Ce qu’il faut faire.

La France est de ces grands pays développés où le poids de l’origine sociale impacte le plus sur les performances et les trajectoires scolaires, jusqu’à en être quasiment déterministe, bien loin du système finlandais par exemple. Les élèves aux résultats insuffisants y sont le plus regroupés, et l’écart de réussite selon l’origine sociale y est prégnant.

L’affectation en seconde est un moment charnière de la vie de l’élève. Il faut réformer cette procédure et la corréler concrètement à l’orientation, pour que cette transition débouche sur la scolarité choisie que promettent les discours ministériels.

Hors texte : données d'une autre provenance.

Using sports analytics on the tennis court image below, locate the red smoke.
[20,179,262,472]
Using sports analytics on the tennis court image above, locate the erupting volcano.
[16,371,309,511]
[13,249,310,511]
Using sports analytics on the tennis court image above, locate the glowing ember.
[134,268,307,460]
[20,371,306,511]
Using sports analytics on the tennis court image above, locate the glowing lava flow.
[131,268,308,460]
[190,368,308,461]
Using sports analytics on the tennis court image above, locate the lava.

Tout d’abord, le Ministère doit retravailler urgemment l’algorithme Affelnet et son usage, notamment les points suivants :

  • Corriger l’algorithme de ses erreurs de calcul, qui accroissent les injustices ;
  • Rendre le système transparent via un site web national d’information, de simulation et de saisie des vœux, et mettre en open-data l’ensemble des résultats (anonymisés) des années précédentes, académie par académie ;
  • Réformer les bonus, supprimer leur plafonnement et réglementer leur amplitude ;
  • Affecter l’élève selon qui il est, les langues qu’il étudie, ses rythmes, ses forces comme ses handicaps.

Ensuite, il faut instaurer la mixité scolaire et sociale en mettant en place la règle des trois tiers, qui consiste à réserver des places à proportion dans chaque établissement :

  • Très bons élèves : 1/3 des places ;
  • Bons élèves : 1/3 des places ;
  • Elèves à soutenir : 1/3 des places.

Toutefois, nous le savons bien, le moyen le plus efficace pour désengorger l’affectation et la rendre réellement juste est de bâtir de nouveaux lycées et de leur allouer plus de moyens, à la hauteur de nos ambitions pour notre jeunesse.